Bayi akan ditengkurapkan pada dada sang ibu. Kulit si kecil harus menempel dengan kulit ibu tanpa adanya pembatas apapun. Apabila perlu ibu dan bayi bisa diselimuti.

Selama 30 sampai 45 menit pertama, bayi akan istirahat dengan kondisi siaga. Sesekali biasanya bayi akan membuka matanya lebar-lebar, kemudian akan melakukan kontak mata dengan sang ibu. Pada tahap pertama ini, bayi akan menyesuaikan dirinya dengan lingkungan baru atau peralihan dari rahim ke luar kandungan sang ibu.

Tahap 2

Pada waktu 45 sampai 60 menit selanjutnya, bayi akan mulai mengeluarkan suaranya, menggerak-gerakan mulut dan kemudian memasukan tangan ke mulutnya. Dengan mencium dan merasakan cairan ketuban yang terdapat pada tangannya, maka dapat membantu bayi dalam menemukan puting payuara ibunya. Aroma cairan ketuban memiliki persamaan dengan cairan yang dikeluarkan oleh puting sang ibu. Karena seperti itu, bidan maupun dokter biasanya tidak akan mengeringkan tangan bayi setelah mereka lahir.

Tahap 3

Tahap ketiga adalah fase dimana bayi mengeluarkan air liurnya. Seperti manusia pada umumnya, bayi akan mengeluarkan air liur secara alami sebagai tanda bahwa mereka sedang dalam keadaan lapar.

Tahap 4

Pada tahap keempat, bayi sudah memiliki insting untuk mendapatkan atau menemukan sumber makanan, yakni puting payudara ibunya. Agar dapat mencapai puting sang ibu, bayi akan menggerakan kaki mungilnya dengan menekan perut ibu, kemudian akan merambat menuju areola atau puting payudara ibu.

Tahap 5

Pada tahap yang kelima, bayi akan mulai menjilat kulit ibu, menghentakan kepalanya ke dada sang ibu, menyentuh puting payudara dengan menggunakan tangannya, serta menoleh ke kiri dan ke kanan. Apabila sudah tiba pada sasaran, yakni puting payudara ibunya, maka bayi akan mulai menjilat, membuka mulutnya dan kemudian mengulum puting sang ibu.

Setelah menyusui awal selesai yang ditandai dengan lepasnya hisapan, maka si kecil kemudian dapat dilepaskan dari ibunya.

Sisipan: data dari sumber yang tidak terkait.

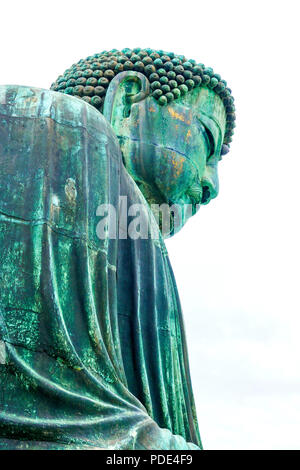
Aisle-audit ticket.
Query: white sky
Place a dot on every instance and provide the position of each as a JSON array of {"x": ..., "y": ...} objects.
[{"x": 237, "y": 262}]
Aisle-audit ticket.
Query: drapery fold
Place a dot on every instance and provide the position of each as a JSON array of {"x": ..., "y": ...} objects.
[{"x": 95, "y": 352}]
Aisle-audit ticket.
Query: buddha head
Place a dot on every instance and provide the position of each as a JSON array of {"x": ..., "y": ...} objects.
[{"x": 174, "y": 120}]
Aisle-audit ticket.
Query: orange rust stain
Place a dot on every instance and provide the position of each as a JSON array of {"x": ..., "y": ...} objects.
[
  {"x": 188, "y": 135},
  {"x": 178, "y": 165}
]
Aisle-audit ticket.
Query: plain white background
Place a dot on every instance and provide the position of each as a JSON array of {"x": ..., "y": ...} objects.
[{"x": 237, "y": 262}]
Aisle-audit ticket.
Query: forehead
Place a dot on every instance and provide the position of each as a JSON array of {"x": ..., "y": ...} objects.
[{"x": 206, "y": 105}]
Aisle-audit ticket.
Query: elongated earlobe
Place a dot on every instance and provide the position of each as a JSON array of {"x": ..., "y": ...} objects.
[{"x": 124, "y": 90}]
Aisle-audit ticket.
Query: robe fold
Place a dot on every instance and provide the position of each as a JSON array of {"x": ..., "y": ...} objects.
[{"x": 92, "y": 342}]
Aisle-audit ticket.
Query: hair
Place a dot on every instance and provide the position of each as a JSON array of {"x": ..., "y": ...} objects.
[{"x": 171, "y": 76}]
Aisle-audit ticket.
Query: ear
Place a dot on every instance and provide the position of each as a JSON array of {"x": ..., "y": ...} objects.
[{"x": 124, "y": 90}]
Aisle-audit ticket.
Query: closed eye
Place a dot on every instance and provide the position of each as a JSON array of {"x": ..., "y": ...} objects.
[{"x": 211, "y": 142}]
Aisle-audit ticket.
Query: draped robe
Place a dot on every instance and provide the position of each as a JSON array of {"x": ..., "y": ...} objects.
[{"x": 92, "y": 342}]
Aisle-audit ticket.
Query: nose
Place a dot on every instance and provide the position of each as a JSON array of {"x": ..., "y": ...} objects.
[{"x": 210, "y": 184}]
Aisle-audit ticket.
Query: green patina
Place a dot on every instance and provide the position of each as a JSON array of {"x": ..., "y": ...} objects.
[
  {"x": 92, "y": 343},
  {"x": 171, "y": 76}
]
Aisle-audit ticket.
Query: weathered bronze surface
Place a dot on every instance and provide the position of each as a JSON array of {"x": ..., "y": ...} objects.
[{"x": 92, "y": 343}]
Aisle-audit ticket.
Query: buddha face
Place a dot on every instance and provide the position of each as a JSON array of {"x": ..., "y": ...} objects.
[{"x": 172, "y": 152}]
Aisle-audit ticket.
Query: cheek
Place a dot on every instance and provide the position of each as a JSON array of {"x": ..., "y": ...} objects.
[
  {"x": 197, "y": 151},
  {"x": 175, "y": 174}
]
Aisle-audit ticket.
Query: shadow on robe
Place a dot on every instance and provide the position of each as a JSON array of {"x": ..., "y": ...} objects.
[{"x": 92, "y": 343}]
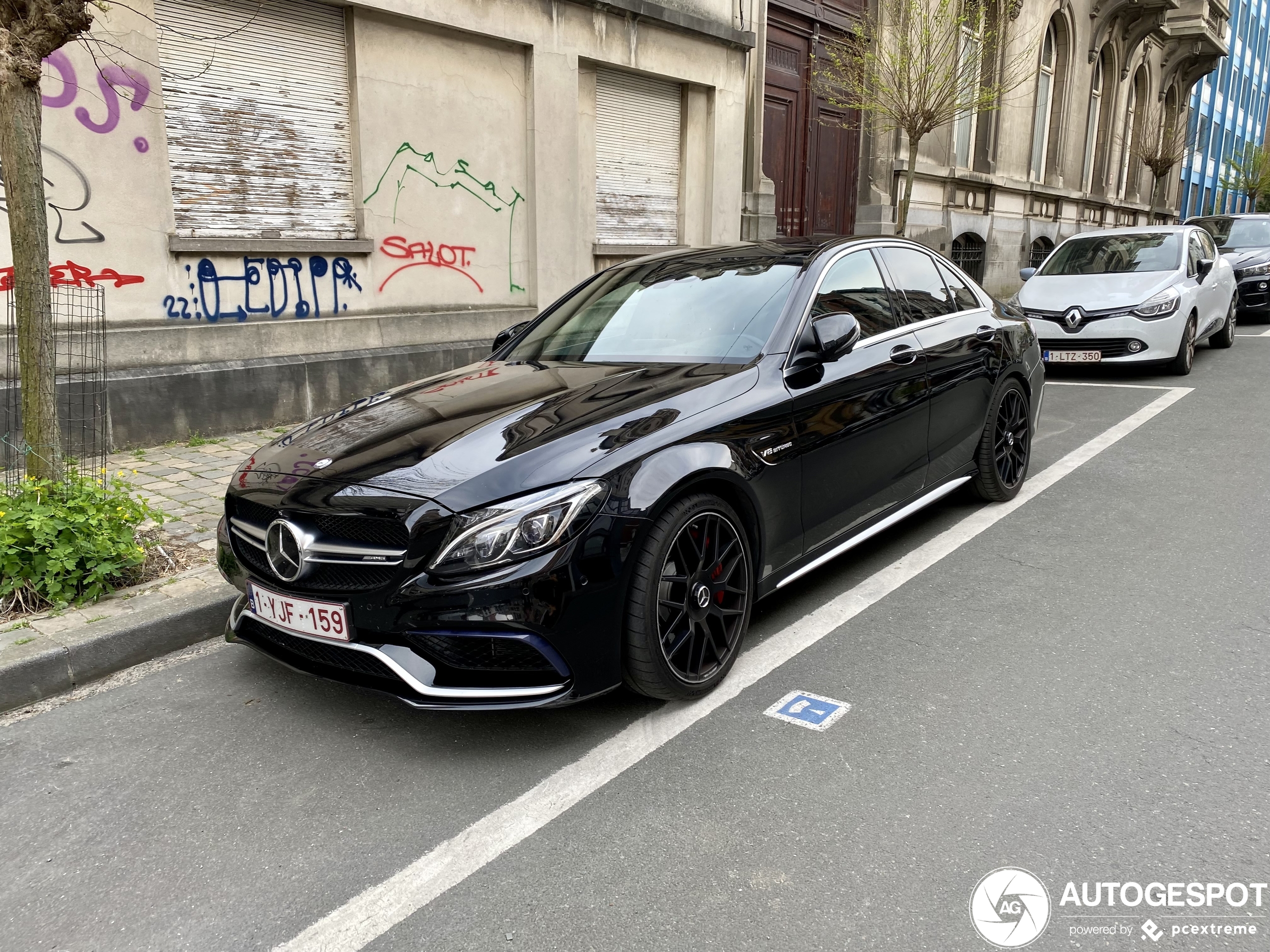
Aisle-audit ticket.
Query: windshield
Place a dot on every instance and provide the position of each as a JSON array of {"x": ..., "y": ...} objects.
[
  {"x": 678, "y": 311},
  {"x": 1116, "y": 254},
  {"x": 1238, "y": 233}
]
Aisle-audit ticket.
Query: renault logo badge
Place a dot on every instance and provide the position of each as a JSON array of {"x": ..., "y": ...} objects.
[{"x": 282, "y": 550}]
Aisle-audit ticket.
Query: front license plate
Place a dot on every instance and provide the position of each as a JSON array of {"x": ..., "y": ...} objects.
[
  {"x": 327, "y": 620},
  {"x": 1071, "y": 356}
]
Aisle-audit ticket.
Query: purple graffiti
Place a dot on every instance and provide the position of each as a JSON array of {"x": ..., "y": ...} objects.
[
  {"x": 111, "y": 79},
  {"x": 70, "y": 86}
]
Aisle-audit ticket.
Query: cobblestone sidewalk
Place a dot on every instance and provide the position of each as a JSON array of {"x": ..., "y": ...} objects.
[{"x": 188, "y": 483}]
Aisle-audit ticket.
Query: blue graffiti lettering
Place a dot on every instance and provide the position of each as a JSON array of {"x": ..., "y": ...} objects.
[{"x": 230, "y": 296}]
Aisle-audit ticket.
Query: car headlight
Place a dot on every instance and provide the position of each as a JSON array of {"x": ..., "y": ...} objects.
[
  {"x": 1264, "y": 268},
  {"x": 1158, "y": 305},
  {"x": 518, "y": 528}
]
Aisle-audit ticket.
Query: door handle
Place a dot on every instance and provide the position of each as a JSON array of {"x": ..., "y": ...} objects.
[{"x": 904, "y": 353}]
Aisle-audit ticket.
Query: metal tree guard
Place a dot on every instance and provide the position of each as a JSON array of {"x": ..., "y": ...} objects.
[{"x": 83, "y": 412}]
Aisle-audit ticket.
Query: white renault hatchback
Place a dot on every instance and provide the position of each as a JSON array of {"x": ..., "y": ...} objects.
[{"x": 1130, "y": 296}]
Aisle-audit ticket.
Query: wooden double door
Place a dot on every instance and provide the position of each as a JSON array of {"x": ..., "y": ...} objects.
[{"x": 810, "y": 149}]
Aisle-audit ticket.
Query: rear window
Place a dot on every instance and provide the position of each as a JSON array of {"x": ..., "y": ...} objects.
[{"x": 1116, "y": 254}]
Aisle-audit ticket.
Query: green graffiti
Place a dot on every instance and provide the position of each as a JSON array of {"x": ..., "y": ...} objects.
[{"x": 459, "y": 175}]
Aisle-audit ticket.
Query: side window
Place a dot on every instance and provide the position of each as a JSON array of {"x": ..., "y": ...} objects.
[
  {"x": 914, "y": 273},
  {"x": 1194, "y": 253},
  {"x": 855, "y": 285},
  {"x": 962, "y": 295},
  {"x": 1206, "y": 240}
]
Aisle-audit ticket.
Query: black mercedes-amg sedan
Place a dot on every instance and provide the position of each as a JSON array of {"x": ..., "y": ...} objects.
[{"x": 605, "y": 498}]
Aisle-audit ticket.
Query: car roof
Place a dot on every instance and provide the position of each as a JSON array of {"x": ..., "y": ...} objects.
[{"x": 1138, "y": 230}]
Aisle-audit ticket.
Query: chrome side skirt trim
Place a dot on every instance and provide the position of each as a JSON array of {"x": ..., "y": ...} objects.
[
  {"x": 882, "y": 526},
  {"x": 420, "y": 681}
]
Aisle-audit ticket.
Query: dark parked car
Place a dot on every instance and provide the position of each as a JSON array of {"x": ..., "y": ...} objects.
[
  {"x": 1244, "y": 240},
  {"x": 608, "y": 495}
]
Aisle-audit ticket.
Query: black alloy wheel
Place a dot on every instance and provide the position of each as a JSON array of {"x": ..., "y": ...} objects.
[
  {"x": 1186, "y": 360},
  {"x": 1005, "y": 447},
  {"x": 690, "y": 602},
  {"x": 1224, "y": 337}
]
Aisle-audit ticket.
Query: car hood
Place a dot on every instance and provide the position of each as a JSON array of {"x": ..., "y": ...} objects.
[
  {"x": 490, "y": 431},
  {"x": 1092, "y": 292},
  {"x": 1245, "y": 257}
]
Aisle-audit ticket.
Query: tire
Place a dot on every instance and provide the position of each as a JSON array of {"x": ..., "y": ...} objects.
[
  {"x": 1005, "y": 447},
  {"x": 1186, "y": 360},
  {"x": 1224, "y": 337},
  {"x": 674, "y": 648}
]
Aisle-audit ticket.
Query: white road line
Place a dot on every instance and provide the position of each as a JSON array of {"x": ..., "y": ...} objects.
[
  {"x": 1126, "y": 386},
  {"x": 128, "y": 676},
  {"x": 378, "y": 909}
]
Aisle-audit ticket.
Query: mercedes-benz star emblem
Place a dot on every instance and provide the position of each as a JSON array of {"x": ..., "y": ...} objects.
[{"x": 282, "y": 549}]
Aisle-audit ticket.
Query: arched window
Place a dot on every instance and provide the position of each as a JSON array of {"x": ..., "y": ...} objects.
[
  {"x": 1130, "y": 168},
  {"x": 1040, "y": 250},
  {"x": 968, "y": 254},
  {"x": 1044, "y": 103},
  {"x": 1092, "y": 130}
]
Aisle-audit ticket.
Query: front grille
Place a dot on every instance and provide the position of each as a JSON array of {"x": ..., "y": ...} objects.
[
  {"x": 1108, "y": 347},
  {"x": 364, "y": 528},
  {"x": 487, "y": 654},
  {"x": 330, "y": 655},
  {"x": 320, "y": 577}
]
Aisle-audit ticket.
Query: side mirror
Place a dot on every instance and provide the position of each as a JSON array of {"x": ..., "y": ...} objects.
[
  {"x": 835, "y": 334},
  {"x": 507, "y": 334}
]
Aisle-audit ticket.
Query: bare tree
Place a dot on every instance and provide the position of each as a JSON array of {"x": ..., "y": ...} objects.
[
  {"x": 30, "y": 31},
  {"x": 1250, "y": 175},
  {"x": 918, "y": 65},
  {"x": 1161, "y": 153}
]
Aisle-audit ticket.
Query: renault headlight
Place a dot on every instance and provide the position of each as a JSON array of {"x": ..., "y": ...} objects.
[
  {"x": 1158, "y": 305},
  {"x": 518, "y": 528}
]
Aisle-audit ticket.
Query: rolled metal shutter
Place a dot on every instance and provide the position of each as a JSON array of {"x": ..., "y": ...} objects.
[
  {"x": 256, "y": 98},
  {"x": 636, "y": 160}
]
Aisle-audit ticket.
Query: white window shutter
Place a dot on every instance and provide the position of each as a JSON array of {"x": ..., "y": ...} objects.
[{"x": 256, "y": 97}]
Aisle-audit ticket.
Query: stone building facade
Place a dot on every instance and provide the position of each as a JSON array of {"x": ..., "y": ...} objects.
[
  {"x": 292, "y": 203},
  {"x": 1057, "y": 158}
]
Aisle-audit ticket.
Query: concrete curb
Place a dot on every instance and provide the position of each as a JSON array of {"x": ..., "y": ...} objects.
[{"x": 50, "y": 664}]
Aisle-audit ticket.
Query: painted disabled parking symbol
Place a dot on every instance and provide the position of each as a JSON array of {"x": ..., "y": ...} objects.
[{"x": 808, "y": 710}]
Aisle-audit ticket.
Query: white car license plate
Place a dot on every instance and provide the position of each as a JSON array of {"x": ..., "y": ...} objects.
[
  {"x": 1071, "y": 356},
  {"x": 327, "y": 620}
]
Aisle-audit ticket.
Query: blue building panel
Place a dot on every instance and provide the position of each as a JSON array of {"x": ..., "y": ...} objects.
[{"x": 1228, "y": 114}]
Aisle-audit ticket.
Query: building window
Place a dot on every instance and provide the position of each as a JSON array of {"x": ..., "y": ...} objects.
[
  {"x": 968, "y": 254},
  {"x": 966, "y": 122},
  {"x": 1044, "y": 102},
  {"x": 1092, "y": 130},
  {"x": 636, "y": 159},
  {"x": 258, "y": 123},
  {"x": 1040, "y": 250}
]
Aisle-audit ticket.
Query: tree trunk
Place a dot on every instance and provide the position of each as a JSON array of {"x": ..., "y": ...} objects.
[
  {"x": 902, "y": 224},
  {"x": 28, "y": 234}
]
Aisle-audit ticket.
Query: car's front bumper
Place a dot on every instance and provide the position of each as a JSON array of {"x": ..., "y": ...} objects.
[
  {"x": 1113, "y": 337},
  {"x": 416, "y": 639}
]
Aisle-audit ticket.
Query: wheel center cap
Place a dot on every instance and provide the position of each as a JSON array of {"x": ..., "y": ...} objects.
[{"x": 702, "y": 596}]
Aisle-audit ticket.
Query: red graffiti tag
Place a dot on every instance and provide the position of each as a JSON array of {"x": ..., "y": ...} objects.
[
  {"x": 76, "y": 276},
  {"x": 452, "y": 257}
]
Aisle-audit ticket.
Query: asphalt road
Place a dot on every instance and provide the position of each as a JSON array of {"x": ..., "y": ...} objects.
[{"x": 1080, "y": 691}]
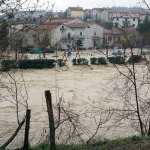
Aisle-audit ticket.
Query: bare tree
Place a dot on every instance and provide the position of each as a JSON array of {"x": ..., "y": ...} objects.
[{"x": 133, "y": 89}]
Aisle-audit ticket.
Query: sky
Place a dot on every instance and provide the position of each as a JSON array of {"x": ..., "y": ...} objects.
[{"x": 87, "y": 4}]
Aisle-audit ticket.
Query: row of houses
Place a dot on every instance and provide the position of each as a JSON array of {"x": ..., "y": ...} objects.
[
  {"x": 65, "y": 32},
  {"x": 119, "y": 19}
]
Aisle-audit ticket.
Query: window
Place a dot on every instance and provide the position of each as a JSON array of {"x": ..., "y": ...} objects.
[
  {"x": 69, "y": 36},
  {"x": 109, "y": 38}
]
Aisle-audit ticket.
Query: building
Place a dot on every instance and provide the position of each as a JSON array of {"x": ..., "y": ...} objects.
[
  {"x": 112, "y": 37},
  {"x": 71, "y": 33},
  {"x": 89, "y": 34},
  {"x": 75, "y": 12},
  {"x": 96, "y": 14},
  {"x": 125, "y": 19}
]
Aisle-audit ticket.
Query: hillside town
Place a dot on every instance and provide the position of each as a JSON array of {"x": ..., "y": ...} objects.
[
  {"x": 78, "y": 28},
  {"x": 77, "y": 79}
]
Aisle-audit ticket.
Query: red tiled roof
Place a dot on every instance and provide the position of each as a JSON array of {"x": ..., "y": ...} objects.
[
  {"x": 46, "y": 27},
  {"x": 76, "y": 8},
  {"x": 96, "y": 37},
  {"x": 78, "y": 25},
  {"x": 112, "y": 31},
  {"x": 121, "y": 14}
]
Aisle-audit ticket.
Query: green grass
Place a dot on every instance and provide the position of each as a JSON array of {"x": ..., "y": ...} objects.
[{"x": 99, "y": 145}]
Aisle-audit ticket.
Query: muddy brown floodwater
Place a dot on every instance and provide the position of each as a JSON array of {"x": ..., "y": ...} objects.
[{"x": 84, "y": 88}]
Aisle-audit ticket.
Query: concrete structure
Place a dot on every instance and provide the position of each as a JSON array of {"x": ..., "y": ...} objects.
[
  {"x": 125, "y": 19},
  {"x": 90, "y": 35},
  {"x": 75, "y": 12},
  {"x": 112, "y": 37}
]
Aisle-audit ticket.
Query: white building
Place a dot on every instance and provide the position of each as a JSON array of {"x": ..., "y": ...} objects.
[
  {"x": 122, "y": 19},
  {"x": 89, "y": 35}
]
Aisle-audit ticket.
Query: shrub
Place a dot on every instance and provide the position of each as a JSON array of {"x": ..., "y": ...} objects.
[
  {"x": 6, "y": 65},
  {"x": 102, "y": 61},
  {"x": 135, "y": 58},
  {"x": 61, "y": 62},
  {"x": 98, "y": 61},
  {"x": 80, "y": 61},
  {"x": 93, "y": 61},
  {"x": 36, "y": 64},
  {"x": 116, "y": 60}
]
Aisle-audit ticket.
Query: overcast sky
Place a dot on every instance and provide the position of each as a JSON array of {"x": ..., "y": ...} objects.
[{"x": 64, "y": 4}]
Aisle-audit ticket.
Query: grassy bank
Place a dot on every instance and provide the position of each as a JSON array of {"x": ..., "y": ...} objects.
[{"x": 131, "y": 143}]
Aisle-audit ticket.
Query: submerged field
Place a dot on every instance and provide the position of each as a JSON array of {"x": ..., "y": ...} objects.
[{"x": 85, "y": 90}]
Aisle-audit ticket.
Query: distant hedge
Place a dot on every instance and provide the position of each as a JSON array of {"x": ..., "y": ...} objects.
[
  {"x": 36, "y": 64},
  {"x": 98, "y": 61},
  {"x": 6, "y": 65},
  {"x": 116, "y": 60},
  {"x": 80, "y": 61},
  {"x": 61, "y": 62},
  {"x": 135, "y": 59}
]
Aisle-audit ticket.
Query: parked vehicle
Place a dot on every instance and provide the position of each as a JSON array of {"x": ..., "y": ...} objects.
[
  {"x": 116, "y": 51},
  {"x": 36, "y": 51},
  {"x": 50, "y": 50}
]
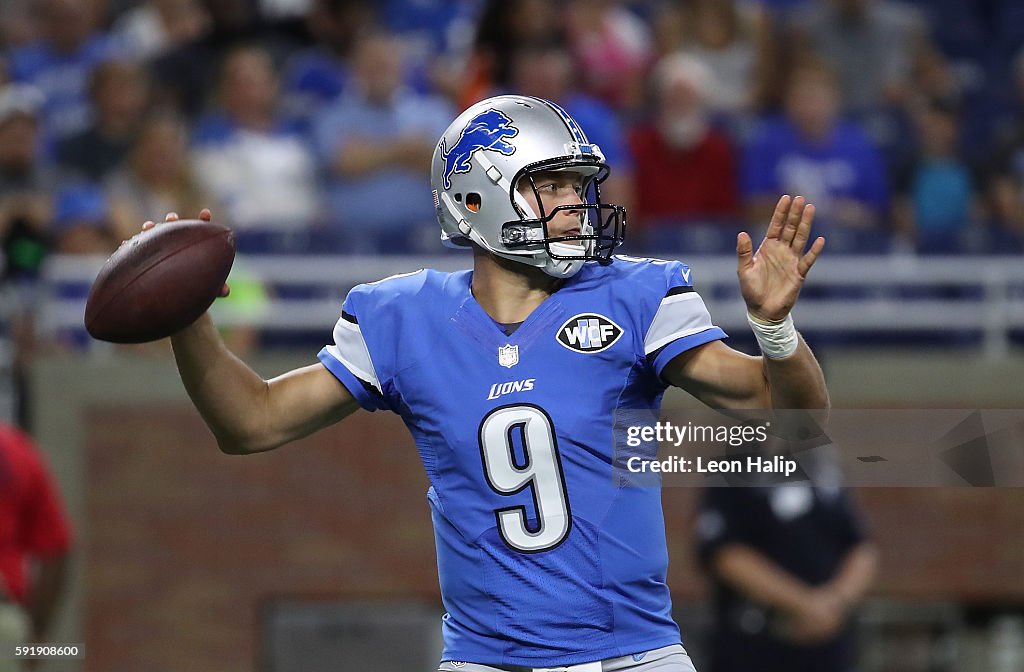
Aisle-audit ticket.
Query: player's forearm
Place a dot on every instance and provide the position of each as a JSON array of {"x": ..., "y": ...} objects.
[
  {"x": 227, "y": 393},
  {"x": 796, "y": 381},
  {"x": 759, "y": 579},
  {"x": 856, "y": 574}
]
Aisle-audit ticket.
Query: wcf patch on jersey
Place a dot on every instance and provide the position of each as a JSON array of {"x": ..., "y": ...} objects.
[{"x": 589, "y": 332}]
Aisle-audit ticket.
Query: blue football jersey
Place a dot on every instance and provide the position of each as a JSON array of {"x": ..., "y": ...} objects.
[{"x": 543, "y": 558}]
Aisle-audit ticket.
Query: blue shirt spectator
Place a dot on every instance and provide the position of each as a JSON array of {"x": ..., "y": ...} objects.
[
  {"x": 843, "y": 167},
  {"x": 376, "y": 142},
  {"x": 811, "y": 152},
  {"x": 59, "y": 64},
  {"x": 254, "y": 161}
]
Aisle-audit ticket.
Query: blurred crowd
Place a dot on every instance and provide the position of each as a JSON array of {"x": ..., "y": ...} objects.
[{"x": 309, "y": 124}]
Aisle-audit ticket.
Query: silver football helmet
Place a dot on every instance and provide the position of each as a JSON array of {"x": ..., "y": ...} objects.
[{"x": 482, "y": 159}]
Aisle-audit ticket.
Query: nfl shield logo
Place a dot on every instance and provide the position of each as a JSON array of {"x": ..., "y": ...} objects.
[{"x": 508, "y": 355}]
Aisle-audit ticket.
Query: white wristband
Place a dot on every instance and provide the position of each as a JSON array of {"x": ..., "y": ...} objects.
[{"x": 777, "y": 339}]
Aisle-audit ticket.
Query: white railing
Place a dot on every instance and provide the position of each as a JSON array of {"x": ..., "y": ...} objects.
[{"x": 893, "y": 294}]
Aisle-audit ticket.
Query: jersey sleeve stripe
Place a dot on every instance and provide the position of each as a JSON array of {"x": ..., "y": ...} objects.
[
  {"x": 678, "y": 317},
  {"x": 683, "y": 289},
  {"x": 350, "y": 349}
]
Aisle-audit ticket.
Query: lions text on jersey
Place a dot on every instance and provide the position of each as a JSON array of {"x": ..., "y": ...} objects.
[{"x": 543, "y": 559}]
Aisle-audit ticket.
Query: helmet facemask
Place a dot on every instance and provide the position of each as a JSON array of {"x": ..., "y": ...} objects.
[
  {"x": 601, "y": 224},
  {"x": 504, "y": 142}
]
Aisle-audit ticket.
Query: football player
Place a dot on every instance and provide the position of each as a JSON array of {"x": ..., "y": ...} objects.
[{"x": 508, "y": 377}]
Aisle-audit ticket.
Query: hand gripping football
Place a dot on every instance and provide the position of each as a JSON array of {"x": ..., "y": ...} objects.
[{"x": 160, "y": 281}]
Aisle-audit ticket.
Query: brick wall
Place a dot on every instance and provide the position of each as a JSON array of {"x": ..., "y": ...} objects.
[{"x": 184, "y": 543}]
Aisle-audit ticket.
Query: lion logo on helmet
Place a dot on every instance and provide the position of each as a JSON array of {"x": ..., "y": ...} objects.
[{"x": 486, "y": 130}]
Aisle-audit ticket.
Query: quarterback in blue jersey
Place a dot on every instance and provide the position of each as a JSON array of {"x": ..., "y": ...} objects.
[{"x": 508, "y": 377}]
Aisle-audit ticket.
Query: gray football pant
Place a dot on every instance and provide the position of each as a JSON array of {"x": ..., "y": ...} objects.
[{"x": 667, "y": 659}]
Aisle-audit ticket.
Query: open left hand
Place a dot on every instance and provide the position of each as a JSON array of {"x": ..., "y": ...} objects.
[{"x": 770, "y": 280}]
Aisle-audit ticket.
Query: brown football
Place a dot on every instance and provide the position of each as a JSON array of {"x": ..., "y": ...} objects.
[{"x": 160, "y": 282}]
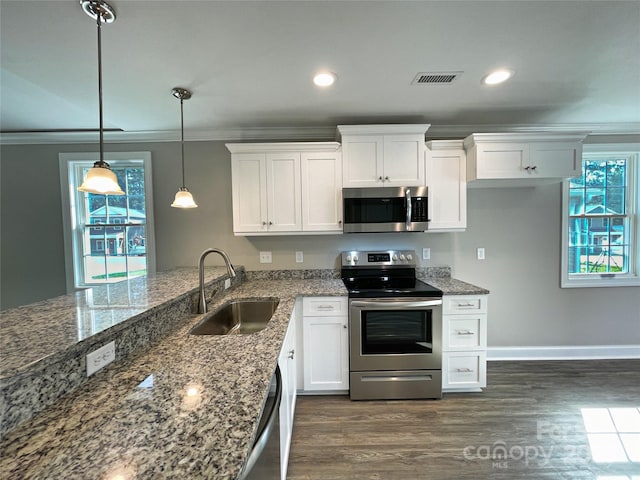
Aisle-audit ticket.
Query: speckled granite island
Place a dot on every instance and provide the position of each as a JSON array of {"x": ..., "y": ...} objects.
[
  {"x": 179, "y": 405},
  {"x": 185, "y": 408}
]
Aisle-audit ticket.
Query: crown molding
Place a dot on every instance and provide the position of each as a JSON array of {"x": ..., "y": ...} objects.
[{"x": 319, "y": 133}]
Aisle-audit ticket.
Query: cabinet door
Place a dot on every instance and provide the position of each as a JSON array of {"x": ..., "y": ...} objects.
[
  {"x": 362, "y": 160},
  {"x": 321, "y": 191},
  {"x": 326, "y": 353},
  {"x": 283, "y": 192},
  {"x": 447, "y": 181},
  {"x": 556, "y": 160},
  {"x": 249, "y": 186},
  {"x": 502, "y": 160},
  {"x": 403, "y": 160}
]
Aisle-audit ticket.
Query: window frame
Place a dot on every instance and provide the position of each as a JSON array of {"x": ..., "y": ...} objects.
[
  {"x": 632, "y": 278},
  {"x": 68, "y": 184}
]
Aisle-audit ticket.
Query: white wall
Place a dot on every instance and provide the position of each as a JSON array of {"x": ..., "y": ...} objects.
[{"x": 519, "y": 228}]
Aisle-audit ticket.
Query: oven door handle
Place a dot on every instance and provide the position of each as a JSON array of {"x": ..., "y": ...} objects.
[
  {"x": 408, "y": 223},
  {"x": 395, "y": 304}
]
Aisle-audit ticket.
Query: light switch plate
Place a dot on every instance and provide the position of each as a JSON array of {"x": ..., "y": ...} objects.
[
  {"x": 265, "y": 257},
  {"x": 100, "y": 358}
]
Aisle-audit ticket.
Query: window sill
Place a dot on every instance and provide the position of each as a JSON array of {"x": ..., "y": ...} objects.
[{"x": 616, "y": 281}]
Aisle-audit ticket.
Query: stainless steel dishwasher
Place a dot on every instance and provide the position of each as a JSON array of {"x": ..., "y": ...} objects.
[{"x": 264, "y": 460}]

Jika kondisi memungkinkan, sebaiknya ibu dan bayi tetap bersama atau dilakukan rawat gabung. Sehingga dengan begitu ibu dapat menyusui bayinya kapan pun. Selain itu, ini juga dilakukan untuk meningkatkan ikatan batin antara ibu dan bayi.

Mengingat begitu banyaknya manfaat yang bisa didapatkan dari inisiasi menyusui dini, maka akan disayangkan apabila buah hati anda tidak mendapatkan kesempatan ini.